They're current layout isn't great but, like you, I've not found vibration to be a big problem. Of all the trains I catch over the Paris-Roubaix of points that exist just south of Basingstoke, the Voyagers handle it the best. The key issue is just the shear lack of carriages - they almost look like a Hornby set when they pull in, especially when they're running only 4.


----------



## domd1979 (23 Dec 2008)

And all this interchange is being forced when New St is going to be redeveloped....

DfT and CrossCountry allege that people will change at places like Wolves and Cheltenham instead. Er.



jonesy said:


> That's because, in their wisdom, the DafT have decreed that we can't have south coast to Scotland trains any more; you have to change at New St onto a, er, Voyager... running all the way to Glasgow on an electrified line...


----------



## domd1979 (23 Dec 2008)

> Yup. It's only the shell that remains the same. And they're not the original 125 coaches.



They're built from Mk3 stock, so are virtually the same. Power cars have been re-engined on virtually all HSTs now (think the only originals remaining are in Network Rail's measurement train).



> The biggest problem with the Voyagers is that, despite claims that they've sorted the toilets out, they still stink.

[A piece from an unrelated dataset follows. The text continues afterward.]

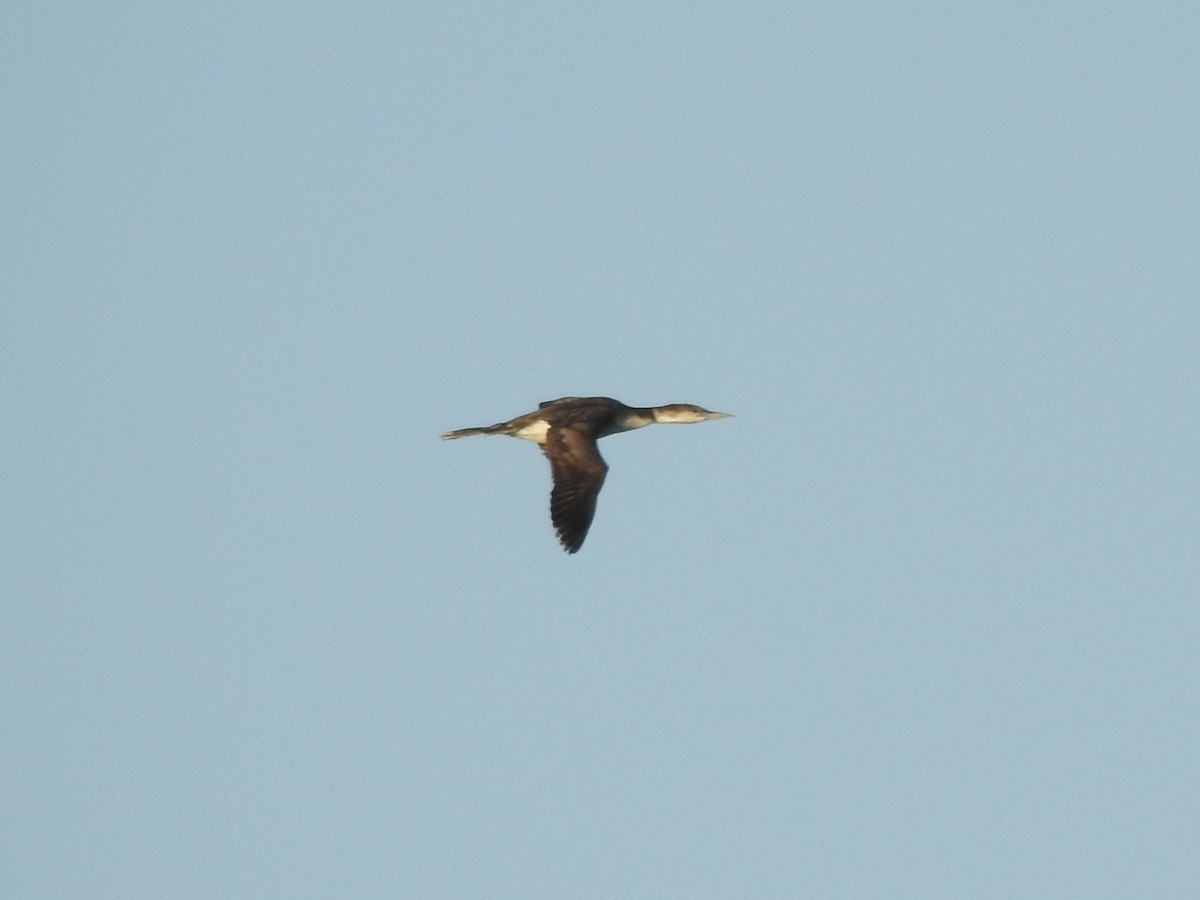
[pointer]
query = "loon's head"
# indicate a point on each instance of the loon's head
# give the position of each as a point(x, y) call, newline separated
point(685, 414)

Yep. Some are quite horrible.


----------



## jonesy (23 Dec 2008)

domd1979 said:


> And all this interchange is being forced when New St is going to be redeveloped....
> 
> DfT and CrossCountry allege that people will change at places like Wolves and Cheltenham instead. Er.

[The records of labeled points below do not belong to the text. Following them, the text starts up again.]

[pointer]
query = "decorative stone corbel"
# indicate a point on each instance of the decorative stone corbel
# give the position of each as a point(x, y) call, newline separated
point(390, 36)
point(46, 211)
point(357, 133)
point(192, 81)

Do you know what the DfT's reason was for ending XC services to Glasgow? The same type of trains are still being used on the same route, but with the afforementioned annoyance and delay of a change at Brum. What is achieved by this?


----------



## Bollo (23 Dec 2008)

> Yup. It's only the shell that remains the same. And they're not the original 125 coaches.
> 
> The biggest problem with the Voyagers is that, despite claims that they've sorted the toilets out, they still stink.

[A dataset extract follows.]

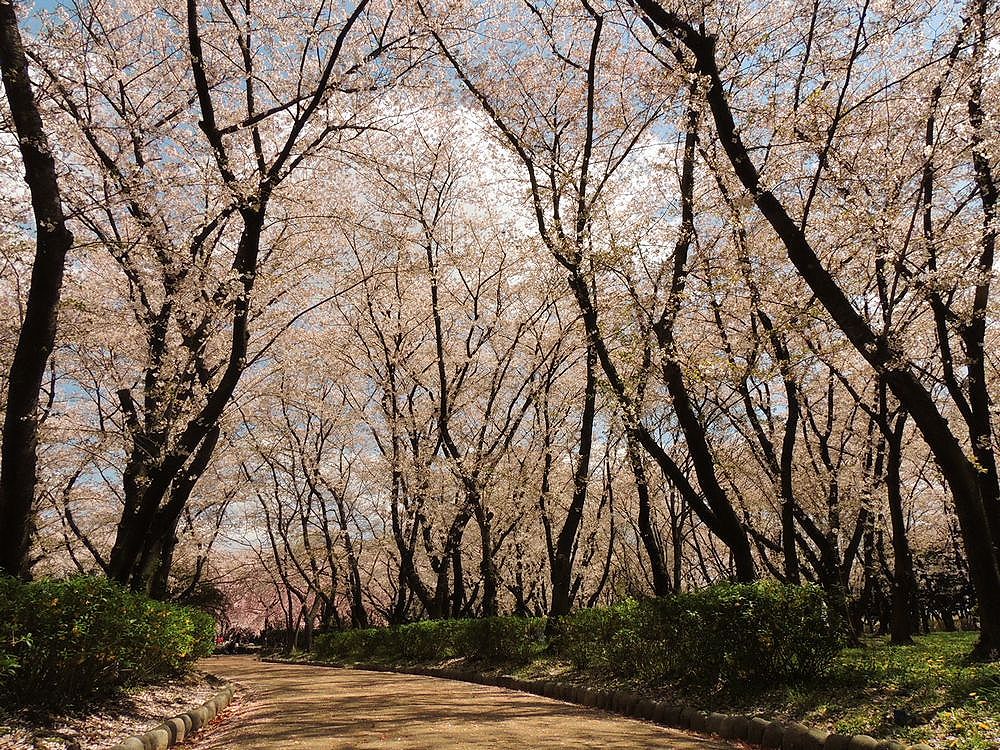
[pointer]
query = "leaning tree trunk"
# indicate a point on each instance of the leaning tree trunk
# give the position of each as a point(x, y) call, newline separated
point(36, 338)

Yeah, er. Sorry about that. I'd leave it until Brockenhurst if I were you.


----------



## domd1979 (23 Dec 2008)

The DfT alleged it would give better performance at New Street by removing conflicting moves, they also reckoned that not that many people crossed Birmingham on XC services (hmmm). They also seem to have this desire to standardise service patterns and reduce the number of operators on a given corridor (hence things like Birmingham to Notts now being XC). 

I'd also speculate that rolling stock comes into the transfer to West Coast of Glasgow services to give Virgin a load of 221s which they need for Holyhead services and so on. But DfT doesn't micro manage. Or determine who has what stock. Apparently.



jonesy said:


> Do you know what the DfT's reason was for ending XC services to Glasgow? The same type of trains are still being used on the same route, but with the afforementioned annoyance and delay of a change at Brum. What is achieved by this?


----------



## domd1979 (23 Dec 2008)

And filling New Street with fumes whilst idling!!!



> I know. And with them went that lovely whistling sound.


----------



## Danny (30 Dec 2008)

domd1979 said:


> The DfT alleged it would give better performance at New Street by removing conflicting moves, they also reckoned that not that many people crossed Birmingham on XC services (hmmm).


The elderly mother of a friend of mine came up from Bournemouth to York at Christmas. As there is no longer a direct service she had to change at Birmingham and despite booking assistance in advance to help her get from one platform to another, the staff at Birmingham said they had no record of this and refused to help her at all. This happened on both the outward and return journeys!

I gather XC and now advising elderly and disabled passengers not to avoid changing at Birmingham.


----------